We besluiten gedrieën dat het aanpakken van de schokkende gebeurtenissen uit de zwangerschap middels EMDR, de start van de behandeling wordt. Een zwangerschap die ze uiteindelijk voldragen heeft met een gezonde zoon als resultaat. We beginnen met het naarste beeld. Maria ziet zichzelf staan op het toilet. Ze verliest bloed, veel bloed. Ze is overtuigd dat ze haar ongeboren kind zal verliezen. Terwijl ze naar dit beeld kijkt, loopt de spanning in haar lijf enorm op. De tranen stromen over haar gezicht. Maria worstelt met de gedachte dat ze schuldig is aan het bloedverlies. Dat ze waardeloos is als aanstaande moeder. Ik vraag haar naar het beeld te blijven kijken en te focussen op de spanning in haar lijf. Hierna vraag ik om het balletje op het scherm te volgen met haar ogen. Dit balletje noemen we de afleidende prikkel in de EMDR-behandeling. In de reguliere therapiekamer van de therapeut is dit veelal een lichtbalk die gevolgd wordt met de ogen. Ons (werk)geheugen kan niet zo goed twee dingen tegelijk. Er ontstaat een soort wedstrijd. Vanaf mijn laptop laat ik het balletje van kleur veranderen. Maria benoemt intussen ook nog deze kleuren. De taak vraagt veel van haar. Precies zoals bedoeld is. De afleidende taak lijkt de wedstrijd te winnen van de nare herinnering. Wanneer we na enige tijd terugkeren naar die herinnering op het toilet, is er een soort ‘kaal beeld’ overgebleven. De emotionele lading van de herinnering is verloren gegaan. Maria kan kijken naar het beeld en overtuigd zeggen tegen zichzelf: ‘Ik ben oké’. Haar nare herinnering is verwerkt.

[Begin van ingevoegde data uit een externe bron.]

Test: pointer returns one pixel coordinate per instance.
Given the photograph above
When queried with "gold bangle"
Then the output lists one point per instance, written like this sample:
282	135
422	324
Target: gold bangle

Die week erop zien we elkaar weer. We verwerken nog een beeld, gekoppeld aan haar zwangerschap. Een aantal weken later spreek ik Maria weer samen met haar man. Maria vertelt hoe zij, in de weken na de traumabehandeling, innerlijke gesprekken heeft gevoerd. “Keer op keer kom ik erop uit dat ik goed genoeg ben als moeder”. De paniek die ik constant voelde, is weg. De angst voor een ernstige lichamelijke ziekte, is naar de achtergrond.” “De kapstok is omgevallen. Ik ben één voor één alle jasjes aan het opruimen. Alle oude overtuigingen over mezelf gooi ik weg. Net als al het overbodige speelgoed”. Ze lacht. “Mijn zoontje heeft zoveel speelgoed niet nodig. Hij heeft het nodig dat ik soms nee zeg.